The standstill was revealed after the Food Standards Agency (FSA) announced horses processed for meat at a plant near Taunton, Somerset, contained a painkilling drug that could have entered the human food chain in France.
The food safety watchdog said it had found the carcasses of six horses contaminated with phenylbutazone – or "bute".
Bristol-based LJ Potter, which rents the abattoir in Staplegrove on the outskirts of Taunton, said it had recalled meat sent across the Channel and stopped processing until the FSA introduces tests before meat is dispatched.
"We will not process horses again until these measures are in place," a statement read.
The firm, which slaughtered 3,301 horses last year, principally for export to France, Belgium and Italy, blamed lax UK and EU regulations for the growing horsemeat scandal.
The Westcountry abattoir is one of just five facilities in the UK that slaughters horses for meat to be sold abroad.
Bute was detected in eight horses out of 206 tested by the FSA in the first week of this month. Two were intercepted and destroyed at another plant before leaving the slaughterhouse, but the other six at Taunton were sent to France.
Officials sought to allay fears the drug was a danger to human health. Chief Medical Officer Dame Sally Davies said that although bute was linked to side-effects in patients who have been taking it as a medicine for arthritis, the risk was very low.
"If you ate 100% horse burgers of 250g, you would have to eat, in one day, more than 500 or 600 to get to a human dose," she said.
Vets and horse owners have to sign horse passports if an animal is treated with bute, to ensure it is not subsequently sold on for human consumption.
But LJ Potter said it had long warned the Department for Environment, Food and Rural Affairs (Defra) the horse passport "would not ensure public health" – arguing the regulations are "wholly inappropriate to the control of equines permitted to enter the food chain".
The firm – which rents the abattoir once a week from Devon butcher Stillman's, which has no involvement with horsemeat – said prior to the 2005 passport regulations it had gone more than 20 years without a positive result for bute.

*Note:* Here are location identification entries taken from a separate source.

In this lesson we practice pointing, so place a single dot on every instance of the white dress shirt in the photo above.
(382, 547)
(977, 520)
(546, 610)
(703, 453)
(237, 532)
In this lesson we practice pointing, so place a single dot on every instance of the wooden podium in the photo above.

It added: "We wish to produce meat that is wholesome, nutritious, good value and, most importantly, safe. The current EU regulations have been proved, beyond all doubt, to be ineffective in permitting us to do this." It went on to blame the scandal of horsemeat being sold as beef on "ignorant, mis-informed, badly drafted EU legislation".
Of the positive FSA bute tests, the firm has "already taken steps to recall meat delivered to France in order to protect our French customers". It added the abattoir has "not processed horses this week to permit the FSA to put in place a test that is able to provide results prior to meat being dispatched".
It continued: "We believe that this interim measure will ensure public safety."
Meanwhile, three men were arrested last night by officers investigating the horsemeat scandal. The men were arrested at plants in Aberystwyth and West Yorkshire, which were inspected on Tuesday by the FSA.